2.2.2. Deep learning models
Three different deep learning models were developed: a CNN model, an RNN model, and a hybrid model combining an RNN and a CNN. In deep learning, a model transforms the input to a classification via many layers of processing steps that are learned from labeled data during training. The input to the models is the individual words from each sentence represented as word embeddings. Word embeddings are numerical vector representations of words that encode their meaning with similar words having similar vectors. For this study, 100‐dimensional GloVe word embeddings pretrained on 323 122 Danish EHRs were used. 25 , 26
2.3. Evaluation of internal validity
We performed an internal sensitivity analysis on the best‐performing model to evaluate if it performs equally well on the seven patient groups included in the study.
2.4. Bleeding detection on note level
Because each note may contain multiple positive sentences that often describe the same bleeding event, we calculated the performance of the best model on a note level by classifying all sentences of each note. A positive note is defined as a note that includes at least one bleeding‐positive sentence. The test was performed on seven randomly selected EHRs from patients in the leukemia group not included in the original data set.
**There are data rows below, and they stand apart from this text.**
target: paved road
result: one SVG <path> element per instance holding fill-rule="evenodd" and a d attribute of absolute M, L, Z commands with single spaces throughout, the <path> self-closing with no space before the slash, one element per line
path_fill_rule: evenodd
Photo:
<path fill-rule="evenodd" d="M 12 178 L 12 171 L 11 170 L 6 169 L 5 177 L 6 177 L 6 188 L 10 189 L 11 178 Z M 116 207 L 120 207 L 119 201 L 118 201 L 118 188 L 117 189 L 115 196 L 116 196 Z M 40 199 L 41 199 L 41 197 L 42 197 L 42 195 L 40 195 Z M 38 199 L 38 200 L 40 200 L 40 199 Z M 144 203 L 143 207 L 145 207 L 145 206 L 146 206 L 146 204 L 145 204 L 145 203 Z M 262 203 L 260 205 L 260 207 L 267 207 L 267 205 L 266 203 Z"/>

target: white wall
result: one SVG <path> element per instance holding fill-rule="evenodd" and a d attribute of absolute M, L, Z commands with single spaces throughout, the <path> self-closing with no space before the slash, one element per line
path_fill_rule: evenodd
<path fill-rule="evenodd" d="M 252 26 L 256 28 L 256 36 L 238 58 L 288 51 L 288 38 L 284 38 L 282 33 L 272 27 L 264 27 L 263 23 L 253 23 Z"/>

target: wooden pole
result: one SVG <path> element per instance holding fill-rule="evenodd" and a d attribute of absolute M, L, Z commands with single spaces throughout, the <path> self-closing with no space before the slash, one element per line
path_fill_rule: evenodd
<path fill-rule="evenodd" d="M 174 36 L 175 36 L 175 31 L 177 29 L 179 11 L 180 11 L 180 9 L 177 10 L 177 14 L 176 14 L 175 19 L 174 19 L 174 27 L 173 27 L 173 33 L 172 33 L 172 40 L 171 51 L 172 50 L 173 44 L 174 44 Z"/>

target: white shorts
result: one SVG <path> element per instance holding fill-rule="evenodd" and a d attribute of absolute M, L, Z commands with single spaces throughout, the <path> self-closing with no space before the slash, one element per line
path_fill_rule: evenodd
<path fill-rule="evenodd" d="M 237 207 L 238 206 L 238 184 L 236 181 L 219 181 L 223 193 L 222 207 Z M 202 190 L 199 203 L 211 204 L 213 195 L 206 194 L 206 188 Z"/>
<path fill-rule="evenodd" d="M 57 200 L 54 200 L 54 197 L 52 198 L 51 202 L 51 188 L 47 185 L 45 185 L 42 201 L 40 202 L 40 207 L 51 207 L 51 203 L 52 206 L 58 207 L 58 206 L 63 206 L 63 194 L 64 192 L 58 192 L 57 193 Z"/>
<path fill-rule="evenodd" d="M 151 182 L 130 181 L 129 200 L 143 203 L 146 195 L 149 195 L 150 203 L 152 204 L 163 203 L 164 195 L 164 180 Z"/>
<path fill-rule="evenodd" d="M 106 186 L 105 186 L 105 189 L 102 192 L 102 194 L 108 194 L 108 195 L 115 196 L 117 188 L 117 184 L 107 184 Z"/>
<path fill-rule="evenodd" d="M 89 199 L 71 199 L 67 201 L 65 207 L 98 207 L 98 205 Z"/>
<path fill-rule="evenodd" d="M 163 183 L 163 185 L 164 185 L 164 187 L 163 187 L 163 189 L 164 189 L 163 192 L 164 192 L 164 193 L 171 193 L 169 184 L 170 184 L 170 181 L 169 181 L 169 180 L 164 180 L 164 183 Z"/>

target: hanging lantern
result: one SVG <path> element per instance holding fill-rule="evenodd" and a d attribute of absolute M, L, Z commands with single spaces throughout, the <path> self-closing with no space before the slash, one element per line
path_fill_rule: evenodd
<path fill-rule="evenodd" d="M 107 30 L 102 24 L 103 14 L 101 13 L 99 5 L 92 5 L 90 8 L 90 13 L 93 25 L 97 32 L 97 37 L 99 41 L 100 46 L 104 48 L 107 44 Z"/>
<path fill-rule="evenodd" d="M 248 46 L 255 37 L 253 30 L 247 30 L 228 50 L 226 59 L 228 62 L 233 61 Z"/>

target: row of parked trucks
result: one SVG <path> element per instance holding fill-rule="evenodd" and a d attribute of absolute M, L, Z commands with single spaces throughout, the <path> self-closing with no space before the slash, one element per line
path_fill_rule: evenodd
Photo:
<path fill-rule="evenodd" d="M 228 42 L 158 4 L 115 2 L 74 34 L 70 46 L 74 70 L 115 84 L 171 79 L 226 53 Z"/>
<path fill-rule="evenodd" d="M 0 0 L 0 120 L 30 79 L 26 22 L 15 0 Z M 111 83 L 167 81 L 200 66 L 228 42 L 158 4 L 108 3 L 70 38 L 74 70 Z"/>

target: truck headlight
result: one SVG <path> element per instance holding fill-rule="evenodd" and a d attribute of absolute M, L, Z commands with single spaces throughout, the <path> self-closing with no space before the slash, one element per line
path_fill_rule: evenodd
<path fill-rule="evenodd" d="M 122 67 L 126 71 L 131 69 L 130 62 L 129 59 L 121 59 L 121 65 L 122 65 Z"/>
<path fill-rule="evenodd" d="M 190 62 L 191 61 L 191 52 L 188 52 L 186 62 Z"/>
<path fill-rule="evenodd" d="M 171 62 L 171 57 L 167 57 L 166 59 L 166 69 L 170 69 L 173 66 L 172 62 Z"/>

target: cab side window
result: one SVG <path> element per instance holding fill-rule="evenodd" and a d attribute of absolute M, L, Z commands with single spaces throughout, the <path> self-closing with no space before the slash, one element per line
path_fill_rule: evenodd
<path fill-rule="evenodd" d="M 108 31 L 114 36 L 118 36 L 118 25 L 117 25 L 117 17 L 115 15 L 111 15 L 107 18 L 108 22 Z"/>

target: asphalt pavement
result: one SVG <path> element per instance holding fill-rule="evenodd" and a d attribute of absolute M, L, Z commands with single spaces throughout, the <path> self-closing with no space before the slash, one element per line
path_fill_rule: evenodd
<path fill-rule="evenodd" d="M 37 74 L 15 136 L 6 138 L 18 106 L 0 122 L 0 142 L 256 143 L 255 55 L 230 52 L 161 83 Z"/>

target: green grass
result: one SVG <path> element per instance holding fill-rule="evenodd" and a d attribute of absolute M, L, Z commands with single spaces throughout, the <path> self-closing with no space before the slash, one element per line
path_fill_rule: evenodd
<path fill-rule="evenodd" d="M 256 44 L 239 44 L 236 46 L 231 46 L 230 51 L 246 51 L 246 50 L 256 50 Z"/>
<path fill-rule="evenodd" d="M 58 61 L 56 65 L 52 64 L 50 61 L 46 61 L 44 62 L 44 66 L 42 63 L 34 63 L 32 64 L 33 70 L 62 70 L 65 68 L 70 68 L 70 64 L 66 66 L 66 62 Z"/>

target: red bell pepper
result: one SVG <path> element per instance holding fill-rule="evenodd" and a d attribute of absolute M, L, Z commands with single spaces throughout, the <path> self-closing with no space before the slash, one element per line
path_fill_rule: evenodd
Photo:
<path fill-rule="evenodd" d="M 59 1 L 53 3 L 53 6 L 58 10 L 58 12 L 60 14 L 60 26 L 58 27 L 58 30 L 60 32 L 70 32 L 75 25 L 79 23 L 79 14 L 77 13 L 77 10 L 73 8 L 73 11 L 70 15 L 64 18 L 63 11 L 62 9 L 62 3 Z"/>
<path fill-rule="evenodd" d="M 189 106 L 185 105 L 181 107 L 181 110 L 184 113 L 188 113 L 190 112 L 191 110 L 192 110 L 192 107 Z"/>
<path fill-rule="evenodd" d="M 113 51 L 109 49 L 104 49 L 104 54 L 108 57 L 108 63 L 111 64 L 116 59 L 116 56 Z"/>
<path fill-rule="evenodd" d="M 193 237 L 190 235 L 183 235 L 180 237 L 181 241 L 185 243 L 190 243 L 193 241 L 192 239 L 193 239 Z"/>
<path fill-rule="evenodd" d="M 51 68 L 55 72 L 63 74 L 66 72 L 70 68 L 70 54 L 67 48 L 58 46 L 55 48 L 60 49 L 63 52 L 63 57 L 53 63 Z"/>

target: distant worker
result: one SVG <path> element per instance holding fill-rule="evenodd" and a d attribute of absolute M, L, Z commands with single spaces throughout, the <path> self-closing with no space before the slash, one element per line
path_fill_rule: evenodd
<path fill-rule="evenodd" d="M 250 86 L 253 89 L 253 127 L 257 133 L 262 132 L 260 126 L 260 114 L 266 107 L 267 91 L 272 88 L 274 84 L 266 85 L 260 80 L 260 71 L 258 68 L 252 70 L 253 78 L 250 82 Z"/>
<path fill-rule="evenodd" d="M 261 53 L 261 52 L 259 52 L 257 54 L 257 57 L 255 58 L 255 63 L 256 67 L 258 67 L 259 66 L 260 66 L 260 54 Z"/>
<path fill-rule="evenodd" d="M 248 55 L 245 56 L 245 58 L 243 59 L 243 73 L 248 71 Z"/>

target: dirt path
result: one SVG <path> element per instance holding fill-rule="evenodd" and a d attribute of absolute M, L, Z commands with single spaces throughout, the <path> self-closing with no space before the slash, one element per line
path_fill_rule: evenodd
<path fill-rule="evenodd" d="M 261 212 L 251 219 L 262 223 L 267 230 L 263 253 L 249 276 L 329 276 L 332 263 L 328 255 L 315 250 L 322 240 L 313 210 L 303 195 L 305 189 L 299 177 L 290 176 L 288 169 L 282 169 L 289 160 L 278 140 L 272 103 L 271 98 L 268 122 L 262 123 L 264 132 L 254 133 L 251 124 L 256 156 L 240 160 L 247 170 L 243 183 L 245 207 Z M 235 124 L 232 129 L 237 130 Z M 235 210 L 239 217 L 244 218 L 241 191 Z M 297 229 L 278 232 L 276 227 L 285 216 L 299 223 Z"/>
A total of 100 notes per EHR were collected.
2.5. Visualization of bleeding events in EHR text
Finally, we present how the bleeding‐positive output of the model can be presented to the physician as a visualization of complete notes with the bleeding events highlighted, helping the physician understand the prediction and decreasing the time needed to find a bleeding event in an EHR.
2.6. Statistical analysis
We calculated accuracy, sensitivity, specificity, positive predictive value (PPV), negative predictive value (NPV), and a harmonic mean of sensitivity and positive predictive value (F1) score. For each model, we plotted receiver operating characteristic curves and calculated area under the receiver operating characteristic curve (AUC).
The models were developed in Python 3.6 (Python Software Foundation, Wilmington, DE, USA) using the Tensorflow 2.0 framework.
3. RESULTS
The 300 extracted EHRs contained 88 477 notes. Of those, we filtered out 43 602 as administrative notes. The remaining 44 875 EHR notes were annotated on a sentence level. In total, 6111 sentences were annotated as positive and 5630 as misinterpretable negative. Overall, 3973 notes contained bleeding events and there were 1 to 19 positive sentences per note. The EHRs contained 0 to 108 notes with bleeding per patient.
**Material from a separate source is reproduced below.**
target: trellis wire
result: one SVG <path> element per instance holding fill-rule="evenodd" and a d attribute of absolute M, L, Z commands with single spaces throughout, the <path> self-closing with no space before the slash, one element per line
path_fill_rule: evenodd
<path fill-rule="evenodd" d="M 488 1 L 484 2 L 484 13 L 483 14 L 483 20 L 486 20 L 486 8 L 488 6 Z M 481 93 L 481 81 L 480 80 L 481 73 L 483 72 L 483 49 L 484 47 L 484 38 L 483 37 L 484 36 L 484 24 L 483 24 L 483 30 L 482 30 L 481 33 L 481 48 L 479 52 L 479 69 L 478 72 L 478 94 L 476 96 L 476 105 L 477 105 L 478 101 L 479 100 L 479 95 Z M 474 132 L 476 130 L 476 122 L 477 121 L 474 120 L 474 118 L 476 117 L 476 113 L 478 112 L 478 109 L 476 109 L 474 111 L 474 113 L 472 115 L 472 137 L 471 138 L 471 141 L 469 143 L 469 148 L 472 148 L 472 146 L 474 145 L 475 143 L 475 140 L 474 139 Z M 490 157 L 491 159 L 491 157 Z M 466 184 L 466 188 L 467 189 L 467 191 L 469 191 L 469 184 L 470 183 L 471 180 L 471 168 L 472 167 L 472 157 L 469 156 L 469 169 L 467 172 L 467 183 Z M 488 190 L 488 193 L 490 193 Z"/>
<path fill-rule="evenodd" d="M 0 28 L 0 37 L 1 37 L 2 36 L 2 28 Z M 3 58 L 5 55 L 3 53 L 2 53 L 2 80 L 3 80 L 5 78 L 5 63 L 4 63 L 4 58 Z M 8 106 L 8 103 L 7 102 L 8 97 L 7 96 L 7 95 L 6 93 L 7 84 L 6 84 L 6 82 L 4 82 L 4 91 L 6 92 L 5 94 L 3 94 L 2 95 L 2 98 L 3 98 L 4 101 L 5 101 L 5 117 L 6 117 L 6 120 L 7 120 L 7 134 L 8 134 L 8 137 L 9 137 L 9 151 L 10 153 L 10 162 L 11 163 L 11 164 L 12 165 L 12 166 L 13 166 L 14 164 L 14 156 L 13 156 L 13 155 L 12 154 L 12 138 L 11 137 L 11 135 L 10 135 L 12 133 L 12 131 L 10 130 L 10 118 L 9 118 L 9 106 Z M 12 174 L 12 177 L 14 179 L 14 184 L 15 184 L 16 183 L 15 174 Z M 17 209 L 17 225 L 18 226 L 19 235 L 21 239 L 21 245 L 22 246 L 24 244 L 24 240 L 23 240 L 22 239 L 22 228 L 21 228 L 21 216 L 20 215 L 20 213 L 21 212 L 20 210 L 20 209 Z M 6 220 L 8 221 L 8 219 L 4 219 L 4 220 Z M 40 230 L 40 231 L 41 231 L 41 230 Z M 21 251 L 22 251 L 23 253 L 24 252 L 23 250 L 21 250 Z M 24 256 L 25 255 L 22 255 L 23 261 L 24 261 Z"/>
Among the different patient groups, “gastrointestinal bleeding” had the highest average number of positive sentences per EHR (n = 25) while “Hematomas and other bleedings” had the lowest (n = 8; see Table 1). Although the EHRs were extracted on the basis of ICD‐10 codes for bleeding, 13 EHRs did not contain any information about bleeding (“internal bleedings,” n = 2; “eyes,” n = 5; and “hematomas and others,” n = 6). Another 5 EHRs from leukemia patients did not contain bleeding events.
TABLE 1.
Patient group | Number of EHRs | Number of EHR notes | Number of positive EHR notes | Number of positive sentences | Average number of positive sentences per EHR |
---|---|---|---|---|---|
Eye bleeding | 65 | 7781 | 771 | 1546 | 24 |
Ear‐nose‐throat and respiratory tract bleeding | 23 | 3702 | 372 | 532 | 23 |
Gastrointestinal bleeding | 51 | 6968 | 1,055 | 1,250 | 25 |
Urogenital bleeding | 45 | 4409 | 499 | 855 | 19 |
Internal organ bleeding | 45 | 6078 | 753 | 1,082 | 24 |
Hematoma and other bleeding | 38 | 5597 | 229 | 319 | 8 |
Leukemia bleeding | 33 | 10 340 | 294 | 527 | 16 |
Total | 300 | 44 875 | 3973 | 6111 | … |
Abbreviation: EHR, electronic health record.
When assessing agreement among the 12 physicians, they achieved a kappa score of 0.75 on a sample of 1328 sentences from randomly chosen EHRs. This is considered a substantial agreement. 27
3.1. Establishing models
For development of models, we removed duplicate sentences (n = 218), resulting in 5893 positive samples. To create a balanced data set, we randomly subsampled 2947 misinterpretable negative sentences. These were added to 2946 randomly extracted negative samples to give 5893 total negative samples. Together with the 5893 positive samples, they constitute the balanced data set of 11 786 samples.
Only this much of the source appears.